# Pouring new concret for a existing sidewalk



## metzade (Sep 26, 2008)

Hi,

i have a job im bidding on and wanted some advice, i have done small concret jobs before but this is about 6x100 ft sidewalk but i have bever formed a job like this before and never used expansion joints before and what the proper installition method is the curb will not be removed, thanks in advance


----------



## backhoe1 (Mar 30, 2007)

What is the question?


----------



## dayexco (Mar 4, 2006)

wtf?


----------



## rbsremodeling (Nov 12, 2007)

backhoe1 said:


> *What is the question?*


Should he cash the check knowing fully well that he is going to F*** it up???


----------



## WarnerConstInc. (Jan 30, 2008)

It's just concrete, he'll be fine.


----------



## wyoming 1 (May 7, 2008)

It turns white, gets hard and cracks


----------



## Kgmz (Feb 9, 2007)

Is this a city sidewalk?

In the cities I have put is sidewalk, they all had specific rules on how they wanted it done, expansion joints, etc. So call them for specs, and you will need expansion joint material between the walk and the curb and gutter, and every ? feet in the walk.

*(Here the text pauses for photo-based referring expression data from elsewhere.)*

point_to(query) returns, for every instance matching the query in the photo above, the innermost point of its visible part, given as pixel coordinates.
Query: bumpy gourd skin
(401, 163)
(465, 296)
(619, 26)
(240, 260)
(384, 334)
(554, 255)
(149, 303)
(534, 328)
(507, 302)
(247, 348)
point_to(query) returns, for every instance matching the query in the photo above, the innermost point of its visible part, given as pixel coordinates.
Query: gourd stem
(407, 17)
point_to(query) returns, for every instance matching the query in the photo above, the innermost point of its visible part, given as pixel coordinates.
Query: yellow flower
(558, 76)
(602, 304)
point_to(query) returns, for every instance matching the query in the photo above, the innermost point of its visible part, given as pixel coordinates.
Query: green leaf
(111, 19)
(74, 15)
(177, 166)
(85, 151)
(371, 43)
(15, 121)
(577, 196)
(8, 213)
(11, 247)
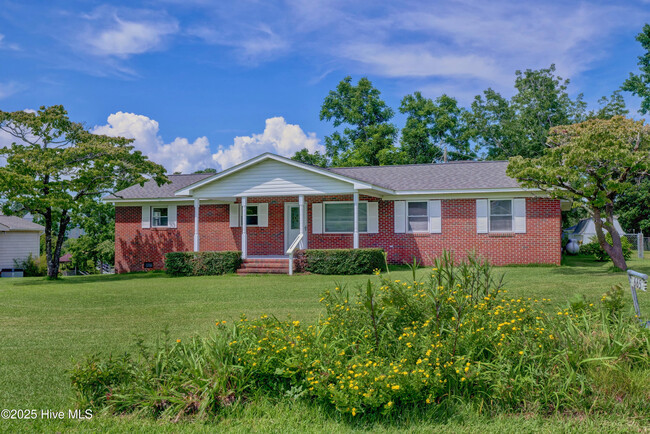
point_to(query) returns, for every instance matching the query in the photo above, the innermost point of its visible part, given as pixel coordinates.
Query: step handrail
(292, 248)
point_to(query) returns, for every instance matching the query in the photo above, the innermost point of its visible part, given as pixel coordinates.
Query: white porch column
(244, 236)
(196, 225)
(301, 205)
(356, 221)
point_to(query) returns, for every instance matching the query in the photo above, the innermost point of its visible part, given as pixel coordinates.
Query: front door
(291, 224)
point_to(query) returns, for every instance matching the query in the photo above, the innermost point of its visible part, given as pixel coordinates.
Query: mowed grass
(45, 326)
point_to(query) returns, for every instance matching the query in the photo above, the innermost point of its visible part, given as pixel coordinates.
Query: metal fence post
(640, 246)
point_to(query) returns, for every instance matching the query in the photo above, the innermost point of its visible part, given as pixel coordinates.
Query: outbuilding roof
(13, 223)
(151, 190)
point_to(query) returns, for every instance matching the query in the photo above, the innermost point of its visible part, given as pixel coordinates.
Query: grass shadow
(93, 278)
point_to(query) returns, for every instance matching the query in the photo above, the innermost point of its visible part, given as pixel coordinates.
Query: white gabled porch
(253, 186)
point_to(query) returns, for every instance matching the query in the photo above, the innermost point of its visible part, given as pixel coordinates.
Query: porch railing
(292, 248)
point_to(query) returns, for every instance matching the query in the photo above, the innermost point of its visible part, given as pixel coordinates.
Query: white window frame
(512, 216)
(257, 214)
(426, 203)
(325, 231)
(153, 225)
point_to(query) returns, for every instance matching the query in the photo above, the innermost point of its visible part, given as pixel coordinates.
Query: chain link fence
(640, 244)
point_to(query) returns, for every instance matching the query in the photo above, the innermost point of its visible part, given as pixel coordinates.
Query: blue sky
(210, 83)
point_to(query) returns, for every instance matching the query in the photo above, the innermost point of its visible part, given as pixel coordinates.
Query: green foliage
(594, 248)
(452, 335)
(57, 167)
(610, 107)
(31, 266)
(342, 261)
(93, 378)
(613, 301)
(315, 159)
(633, 207)
(202, 263)
(519, 126)
(97, 243)
(369, 138)
(639, 84)
(434, 130)
(591, 163)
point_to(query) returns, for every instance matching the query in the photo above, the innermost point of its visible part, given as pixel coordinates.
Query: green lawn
(44, 326)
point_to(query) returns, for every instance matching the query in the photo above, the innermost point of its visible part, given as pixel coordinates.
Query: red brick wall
(540, 243)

Next hire a finisher that is experienced with city walks, and can set the forms. Now you will find out that the finisher, the concrete supplier, and the other material suppliers made money. But not you, at least you will get some experience and learn a lesson.


----------



## Blas (Jan 29, 2008)

Kgmz said:


> Is this a city sidewalk?
> 
> In the cities I have put is sidewalk, they all had specific rules on how they wanted it done, expansion joints, etc. So call them for specs, and you will need expansion joint material between the walk and the curb and gutter, and every ? feet in the walk.
> 
> Next hire a finisher that is experienced with city walks, and can set the forms. Now you will find out that the finisher, the concrete supplier, and the other material suppliers made money. But not you, at least you will get some experience and learn a lesson.


:laughing::laughing::laughing:


----------



## Celtic (May 23, 2007)

Just mix it up in buckets and pour as you go.


----------



## Little (Jul 22, 2006)

Since this is the most vague question, i'll just give some tips real quick. If the walks are 4" thick then just use your 2x4's on one side of the pour setting it to get your required crosspitch if allowable. Install expansion joint on curb side for the full length of the pour leaving the top of the expansion about a 1/4" higher than the top of the back of the curb so as to not trap water after poured. Codes will dictate how many feet in btw each joint you need to put the expansion joints perpendicular to the curb.


----------



## rselectric1 (Sep 20, 2009)

By the time you buy the material needed to form this job as well as research the specs, you might find you would be better off hiring professionals who already have all the materials and equipment needed to do the job.

If you are the "gc" on this job (as listed on your profile), you must have a concrete contractor that you have used before or at least heard of someone local.

They will know how to work with expansion joints, provide reinforcements/rebar or mesh and size it correctly, observe the slump test, order the right mix and admixtures, etc.

I wouldn't bite this one off yourself.


----------